Adura urges urgent Jackdaw approval to avert UK gas shortages
Adura says Jackdaw could cover over 6% of UK gas demand by winter, but the field is still in a fresh consultation due by 10 August.

Adura is pressing for urgent approval of its Jackdaw gas field, arguing the North Sea project could supply more than 6% of UK gas demand by this winter and help heat about 1.4 million homes. The Offshore Petroleum Regulator for Environment and Decommissioning reopened a consultation on the field in July 2026, with representations due by 10 August.
Jackdaw sits about 150 miles, or roughly 250 kilometres, east of Aberdeen and is tied back to the existing Shearwater Hub, using infrastructure already in place to bring gas ashore at St Fergus in Aberdeenshire. Neil McCulloch, Adura’s chief executive, called the project “hyper critical” for energy security, and Adura submitted further information to OPRED on 19 June after being asked to address issues in earlier material. The project is in its final stages of preparation and could begin supplying gas by this winter if approval comes quickly.
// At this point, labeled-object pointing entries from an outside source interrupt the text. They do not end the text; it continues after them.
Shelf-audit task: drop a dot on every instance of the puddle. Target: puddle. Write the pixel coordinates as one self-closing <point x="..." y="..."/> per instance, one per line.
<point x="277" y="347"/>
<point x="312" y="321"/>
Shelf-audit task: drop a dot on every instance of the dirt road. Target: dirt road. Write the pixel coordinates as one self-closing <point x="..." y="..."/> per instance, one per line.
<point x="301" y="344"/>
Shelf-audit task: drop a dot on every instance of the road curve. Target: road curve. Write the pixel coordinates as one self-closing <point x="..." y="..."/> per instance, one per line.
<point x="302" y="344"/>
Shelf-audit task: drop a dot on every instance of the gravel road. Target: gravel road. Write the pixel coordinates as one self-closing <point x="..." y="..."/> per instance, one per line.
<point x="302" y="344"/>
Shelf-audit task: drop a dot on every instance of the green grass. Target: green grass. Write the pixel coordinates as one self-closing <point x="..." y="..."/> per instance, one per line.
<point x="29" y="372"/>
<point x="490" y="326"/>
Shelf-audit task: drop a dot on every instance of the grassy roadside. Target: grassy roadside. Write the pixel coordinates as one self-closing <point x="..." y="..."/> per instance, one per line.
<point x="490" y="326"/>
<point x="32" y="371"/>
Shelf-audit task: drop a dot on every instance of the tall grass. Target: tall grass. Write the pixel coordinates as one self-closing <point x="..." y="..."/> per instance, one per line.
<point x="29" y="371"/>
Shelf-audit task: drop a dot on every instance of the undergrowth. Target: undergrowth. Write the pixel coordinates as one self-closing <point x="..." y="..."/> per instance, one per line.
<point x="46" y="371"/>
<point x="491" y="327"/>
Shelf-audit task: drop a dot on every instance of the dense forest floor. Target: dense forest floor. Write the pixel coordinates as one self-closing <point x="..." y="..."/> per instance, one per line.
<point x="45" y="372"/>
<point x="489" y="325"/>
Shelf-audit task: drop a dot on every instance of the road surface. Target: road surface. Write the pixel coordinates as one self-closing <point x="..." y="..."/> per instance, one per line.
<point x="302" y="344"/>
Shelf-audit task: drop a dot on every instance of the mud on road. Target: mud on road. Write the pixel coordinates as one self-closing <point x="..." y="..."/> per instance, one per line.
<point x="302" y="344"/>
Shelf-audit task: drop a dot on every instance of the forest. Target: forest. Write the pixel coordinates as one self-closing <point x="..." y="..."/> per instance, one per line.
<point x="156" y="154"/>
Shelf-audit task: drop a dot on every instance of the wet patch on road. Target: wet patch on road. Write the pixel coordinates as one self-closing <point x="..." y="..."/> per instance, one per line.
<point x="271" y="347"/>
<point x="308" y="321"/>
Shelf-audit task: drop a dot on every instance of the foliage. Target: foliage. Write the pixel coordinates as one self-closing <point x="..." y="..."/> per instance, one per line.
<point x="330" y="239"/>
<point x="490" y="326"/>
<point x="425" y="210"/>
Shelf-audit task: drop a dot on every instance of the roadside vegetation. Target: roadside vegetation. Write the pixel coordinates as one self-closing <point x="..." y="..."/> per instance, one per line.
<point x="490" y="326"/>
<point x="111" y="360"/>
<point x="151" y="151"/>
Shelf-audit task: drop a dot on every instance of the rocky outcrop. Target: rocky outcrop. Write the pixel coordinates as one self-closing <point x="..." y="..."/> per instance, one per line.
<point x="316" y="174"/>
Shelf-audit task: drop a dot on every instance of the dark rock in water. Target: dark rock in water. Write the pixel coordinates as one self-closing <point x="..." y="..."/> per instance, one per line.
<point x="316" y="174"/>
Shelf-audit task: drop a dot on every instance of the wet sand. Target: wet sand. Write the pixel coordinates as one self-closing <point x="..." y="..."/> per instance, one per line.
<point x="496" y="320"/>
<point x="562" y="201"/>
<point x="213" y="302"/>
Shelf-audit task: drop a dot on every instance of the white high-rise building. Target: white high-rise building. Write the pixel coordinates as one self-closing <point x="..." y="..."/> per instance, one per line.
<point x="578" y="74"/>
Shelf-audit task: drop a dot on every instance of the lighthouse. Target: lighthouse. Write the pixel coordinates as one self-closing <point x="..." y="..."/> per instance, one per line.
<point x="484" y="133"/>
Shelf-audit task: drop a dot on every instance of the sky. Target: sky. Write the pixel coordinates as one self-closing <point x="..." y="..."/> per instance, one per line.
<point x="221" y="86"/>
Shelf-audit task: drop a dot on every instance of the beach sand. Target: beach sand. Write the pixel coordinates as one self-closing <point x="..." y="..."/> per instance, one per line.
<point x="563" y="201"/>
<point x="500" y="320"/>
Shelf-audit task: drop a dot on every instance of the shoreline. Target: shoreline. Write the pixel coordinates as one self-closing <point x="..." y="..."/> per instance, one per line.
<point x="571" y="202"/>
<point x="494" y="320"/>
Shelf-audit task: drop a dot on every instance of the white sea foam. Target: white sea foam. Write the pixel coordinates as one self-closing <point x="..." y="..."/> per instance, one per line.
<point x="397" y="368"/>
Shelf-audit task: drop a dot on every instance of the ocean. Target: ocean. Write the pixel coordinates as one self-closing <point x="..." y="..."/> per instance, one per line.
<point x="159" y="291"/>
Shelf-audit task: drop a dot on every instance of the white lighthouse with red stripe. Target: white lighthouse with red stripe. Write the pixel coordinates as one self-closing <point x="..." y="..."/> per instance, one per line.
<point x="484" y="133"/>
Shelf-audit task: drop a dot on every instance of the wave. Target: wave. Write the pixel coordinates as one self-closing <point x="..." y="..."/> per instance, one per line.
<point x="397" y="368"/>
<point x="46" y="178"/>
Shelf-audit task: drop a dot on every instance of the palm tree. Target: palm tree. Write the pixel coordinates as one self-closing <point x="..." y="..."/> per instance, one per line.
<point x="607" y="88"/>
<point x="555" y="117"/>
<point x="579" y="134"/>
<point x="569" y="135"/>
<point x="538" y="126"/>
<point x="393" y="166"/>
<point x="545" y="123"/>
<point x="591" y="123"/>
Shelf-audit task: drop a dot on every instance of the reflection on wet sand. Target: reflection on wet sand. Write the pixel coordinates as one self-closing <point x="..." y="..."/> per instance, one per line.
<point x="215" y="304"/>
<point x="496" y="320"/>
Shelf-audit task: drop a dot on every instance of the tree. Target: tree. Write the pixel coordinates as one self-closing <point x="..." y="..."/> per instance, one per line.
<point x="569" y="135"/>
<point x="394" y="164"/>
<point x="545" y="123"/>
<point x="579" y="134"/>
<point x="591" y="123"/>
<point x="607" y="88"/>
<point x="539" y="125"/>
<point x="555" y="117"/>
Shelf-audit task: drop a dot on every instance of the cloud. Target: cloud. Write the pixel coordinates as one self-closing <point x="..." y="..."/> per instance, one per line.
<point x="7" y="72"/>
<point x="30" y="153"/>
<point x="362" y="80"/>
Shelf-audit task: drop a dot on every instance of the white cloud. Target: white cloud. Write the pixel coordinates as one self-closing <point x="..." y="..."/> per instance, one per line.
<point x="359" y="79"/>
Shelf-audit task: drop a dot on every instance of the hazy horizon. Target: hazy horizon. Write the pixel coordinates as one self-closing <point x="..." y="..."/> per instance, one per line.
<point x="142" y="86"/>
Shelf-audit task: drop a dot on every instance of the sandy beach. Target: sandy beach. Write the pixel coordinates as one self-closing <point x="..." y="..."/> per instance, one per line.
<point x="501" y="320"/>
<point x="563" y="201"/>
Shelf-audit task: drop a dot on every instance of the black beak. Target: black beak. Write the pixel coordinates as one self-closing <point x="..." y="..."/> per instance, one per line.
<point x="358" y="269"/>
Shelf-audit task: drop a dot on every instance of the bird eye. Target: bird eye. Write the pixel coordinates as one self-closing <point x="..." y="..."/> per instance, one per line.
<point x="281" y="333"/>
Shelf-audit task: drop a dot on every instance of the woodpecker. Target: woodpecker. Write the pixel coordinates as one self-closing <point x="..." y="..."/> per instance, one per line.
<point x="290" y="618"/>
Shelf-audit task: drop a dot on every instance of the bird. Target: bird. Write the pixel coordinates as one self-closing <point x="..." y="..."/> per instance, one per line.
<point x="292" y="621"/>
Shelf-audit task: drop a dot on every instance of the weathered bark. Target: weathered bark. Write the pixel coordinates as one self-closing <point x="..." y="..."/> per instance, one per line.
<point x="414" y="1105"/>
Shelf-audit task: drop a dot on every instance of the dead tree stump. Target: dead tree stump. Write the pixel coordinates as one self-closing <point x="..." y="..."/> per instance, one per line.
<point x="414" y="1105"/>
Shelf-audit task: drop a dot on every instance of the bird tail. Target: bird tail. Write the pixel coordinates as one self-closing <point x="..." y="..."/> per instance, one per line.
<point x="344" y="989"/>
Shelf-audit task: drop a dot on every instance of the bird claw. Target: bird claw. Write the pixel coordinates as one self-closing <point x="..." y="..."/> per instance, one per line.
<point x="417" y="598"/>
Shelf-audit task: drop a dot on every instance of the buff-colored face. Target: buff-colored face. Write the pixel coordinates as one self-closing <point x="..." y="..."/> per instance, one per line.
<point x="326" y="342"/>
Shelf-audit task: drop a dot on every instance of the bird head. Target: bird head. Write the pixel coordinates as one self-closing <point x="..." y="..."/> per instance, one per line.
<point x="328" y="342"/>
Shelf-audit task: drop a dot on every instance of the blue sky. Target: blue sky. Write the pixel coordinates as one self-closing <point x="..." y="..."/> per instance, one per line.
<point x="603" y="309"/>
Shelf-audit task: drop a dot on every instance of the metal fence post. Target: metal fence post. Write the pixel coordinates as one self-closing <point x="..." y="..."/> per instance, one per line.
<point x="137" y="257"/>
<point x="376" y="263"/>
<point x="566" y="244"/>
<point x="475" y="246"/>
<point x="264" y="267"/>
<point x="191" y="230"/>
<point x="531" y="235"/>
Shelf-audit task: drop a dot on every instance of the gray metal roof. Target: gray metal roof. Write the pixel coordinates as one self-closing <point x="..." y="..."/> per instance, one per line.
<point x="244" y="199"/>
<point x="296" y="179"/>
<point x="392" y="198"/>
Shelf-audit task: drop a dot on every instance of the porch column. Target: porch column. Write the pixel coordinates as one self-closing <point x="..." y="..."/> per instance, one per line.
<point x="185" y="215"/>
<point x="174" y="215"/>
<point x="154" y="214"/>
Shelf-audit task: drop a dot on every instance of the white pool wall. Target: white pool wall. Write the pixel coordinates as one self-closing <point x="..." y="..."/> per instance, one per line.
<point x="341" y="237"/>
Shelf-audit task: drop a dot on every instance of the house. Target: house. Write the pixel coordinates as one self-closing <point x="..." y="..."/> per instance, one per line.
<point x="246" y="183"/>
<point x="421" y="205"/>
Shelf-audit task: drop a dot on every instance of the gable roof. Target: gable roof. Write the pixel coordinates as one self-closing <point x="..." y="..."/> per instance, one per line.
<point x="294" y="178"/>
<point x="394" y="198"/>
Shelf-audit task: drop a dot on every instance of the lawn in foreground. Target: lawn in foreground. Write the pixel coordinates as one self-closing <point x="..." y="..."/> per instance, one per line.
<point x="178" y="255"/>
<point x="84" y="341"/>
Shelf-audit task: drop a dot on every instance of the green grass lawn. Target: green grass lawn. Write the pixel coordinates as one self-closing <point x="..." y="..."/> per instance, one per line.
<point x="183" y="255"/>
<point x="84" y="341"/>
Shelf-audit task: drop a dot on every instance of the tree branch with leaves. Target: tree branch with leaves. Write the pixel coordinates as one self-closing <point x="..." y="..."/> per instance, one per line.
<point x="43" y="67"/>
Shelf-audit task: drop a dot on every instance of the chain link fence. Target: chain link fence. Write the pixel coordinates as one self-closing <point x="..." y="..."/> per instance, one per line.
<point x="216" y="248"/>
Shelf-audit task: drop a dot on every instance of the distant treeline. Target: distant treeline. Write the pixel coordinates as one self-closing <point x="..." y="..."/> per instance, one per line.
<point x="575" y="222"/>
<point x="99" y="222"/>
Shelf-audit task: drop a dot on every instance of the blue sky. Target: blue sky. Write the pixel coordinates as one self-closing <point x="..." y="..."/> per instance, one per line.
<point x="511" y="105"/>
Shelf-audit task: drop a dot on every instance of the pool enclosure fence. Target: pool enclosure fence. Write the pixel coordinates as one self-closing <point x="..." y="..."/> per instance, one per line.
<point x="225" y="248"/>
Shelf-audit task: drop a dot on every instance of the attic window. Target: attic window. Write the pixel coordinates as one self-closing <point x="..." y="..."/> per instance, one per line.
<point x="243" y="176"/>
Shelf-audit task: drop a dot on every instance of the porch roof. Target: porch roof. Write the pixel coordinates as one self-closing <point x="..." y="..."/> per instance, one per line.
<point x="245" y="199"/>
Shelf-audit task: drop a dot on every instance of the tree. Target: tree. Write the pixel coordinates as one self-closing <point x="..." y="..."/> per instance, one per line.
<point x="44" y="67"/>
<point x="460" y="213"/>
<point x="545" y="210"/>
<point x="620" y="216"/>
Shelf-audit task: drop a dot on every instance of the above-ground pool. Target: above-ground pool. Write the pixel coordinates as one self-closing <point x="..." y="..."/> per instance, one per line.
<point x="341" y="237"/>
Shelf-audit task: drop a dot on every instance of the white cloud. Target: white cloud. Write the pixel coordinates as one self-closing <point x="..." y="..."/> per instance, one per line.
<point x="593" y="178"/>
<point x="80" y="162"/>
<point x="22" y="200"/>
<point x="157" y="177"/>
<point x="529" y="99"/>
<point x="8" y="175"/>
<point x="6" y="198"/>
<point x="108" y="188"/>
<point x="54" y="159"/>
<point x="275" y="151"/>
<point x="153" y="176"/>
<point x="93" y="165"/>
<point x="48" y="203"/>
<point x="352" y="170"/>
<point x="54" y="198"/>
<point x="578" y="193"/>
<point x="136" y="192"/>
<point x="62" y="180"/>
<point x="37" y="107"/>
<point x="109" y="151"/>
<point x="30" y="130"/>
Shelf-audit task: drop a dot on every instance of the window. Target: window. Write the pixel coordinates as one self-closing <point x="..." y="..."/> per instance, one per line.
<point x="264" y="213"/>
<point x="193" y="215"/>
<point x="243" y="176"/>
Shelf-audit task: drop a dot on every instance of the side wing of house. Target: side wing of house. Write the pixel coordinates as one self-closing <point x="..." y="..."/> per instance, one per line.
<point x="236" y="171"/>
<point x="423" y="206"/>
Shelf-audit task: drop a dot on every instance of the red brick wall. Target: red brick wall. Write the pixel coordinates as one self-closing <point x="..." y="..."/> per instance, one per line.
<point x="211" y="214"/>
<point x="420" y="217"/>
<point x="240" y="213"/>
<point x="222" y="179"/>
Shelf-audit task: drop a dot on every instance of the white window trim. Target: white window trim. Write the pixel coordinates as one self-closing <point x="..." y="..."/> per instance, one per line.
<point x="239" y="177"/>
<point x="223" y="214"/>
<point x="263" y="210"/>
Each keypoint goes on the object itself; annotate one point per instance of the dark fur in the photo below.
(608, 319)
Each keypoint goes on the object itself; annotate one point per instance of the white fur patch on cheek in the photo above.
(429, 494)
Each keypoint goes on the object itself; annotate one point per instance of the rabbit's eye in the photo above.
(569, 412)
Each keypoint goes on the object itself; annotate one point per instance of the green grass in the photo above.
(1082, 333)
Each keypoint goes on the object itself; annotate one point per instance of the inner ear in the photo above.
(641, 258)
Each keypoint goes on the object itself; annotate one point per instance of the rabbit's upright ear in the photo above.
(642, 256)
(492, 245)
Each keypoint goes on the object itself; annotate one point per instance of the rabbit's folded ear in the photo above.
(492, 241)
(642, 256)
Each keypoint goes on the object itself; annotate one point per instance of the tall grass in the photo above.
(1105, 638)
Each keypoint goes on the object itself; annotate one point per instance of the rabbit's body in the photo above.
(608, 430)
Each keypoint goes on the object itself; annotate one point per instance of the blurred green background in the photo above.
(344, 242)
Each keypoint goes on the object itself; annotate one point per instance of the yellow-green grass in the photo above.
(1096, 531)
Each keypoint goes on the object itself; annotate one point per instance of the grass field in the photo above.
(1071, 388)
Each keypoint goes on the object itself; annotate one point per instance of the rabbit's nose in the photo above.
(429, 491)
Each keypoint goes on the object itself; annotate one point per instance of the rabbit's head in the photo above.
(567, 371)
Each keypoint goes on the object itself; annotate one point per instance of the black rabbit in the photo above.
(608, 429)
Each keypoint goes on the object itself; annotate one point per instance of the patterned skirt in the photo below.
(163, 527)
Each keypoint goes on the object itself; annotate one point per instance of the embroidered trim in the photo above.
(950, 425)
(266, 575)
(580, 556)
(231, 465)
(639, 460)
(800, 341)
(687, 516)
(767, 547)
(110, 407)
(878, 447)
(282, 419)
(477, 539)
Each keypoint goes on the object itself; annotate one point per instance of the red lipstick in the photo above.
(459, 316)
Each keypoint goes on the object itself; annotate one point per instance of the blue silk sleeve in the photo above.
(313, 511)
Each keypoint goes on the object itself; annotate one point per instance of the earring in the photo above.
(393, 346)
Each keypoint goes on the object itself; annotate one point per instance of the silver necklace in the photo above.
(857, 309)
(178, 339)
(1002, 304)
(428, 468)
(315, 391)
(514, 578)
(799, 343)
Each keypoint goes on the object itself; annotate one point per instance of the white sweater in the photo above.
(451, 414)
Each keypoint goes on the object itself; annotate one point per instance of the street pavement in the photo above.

The North Sea Transition Authority consented to Jackdaw on 1 June 2022, but Greenpeace launched a legal challenge in 2024. On 30 January 2025, a Scottish court ruled that the consents were no longer valid, although work could continue while the government carried out a consultation on Scope 3 emissions and a fresh consenting process. The current OPRED exercise is part of that revised path.
Adura says Jackdaw and the related Rosebank project have already drawn more than £3 billion of investment, and that the two developments together could support £28.7 billion in gross value added, £1.4 billion in tax revenues before the end of this parliament, 3,500 construction jobs at peak, 880 jobs during production and 125 apprenticeships.
The field would strengthen domestic resilience as older North Sea assets decline, and Adura argues UK production carries lower emissions intensity than imported liquefied natural gas. Climate campaigners counter that projects like Jackdaw would add to greenhouse gas emissions and do little to cut dependence on imports. Jackdaw is one of the largest unexploited gas fields in the North Sea, and the Institute for Government says it was originally expected to start production in 2026.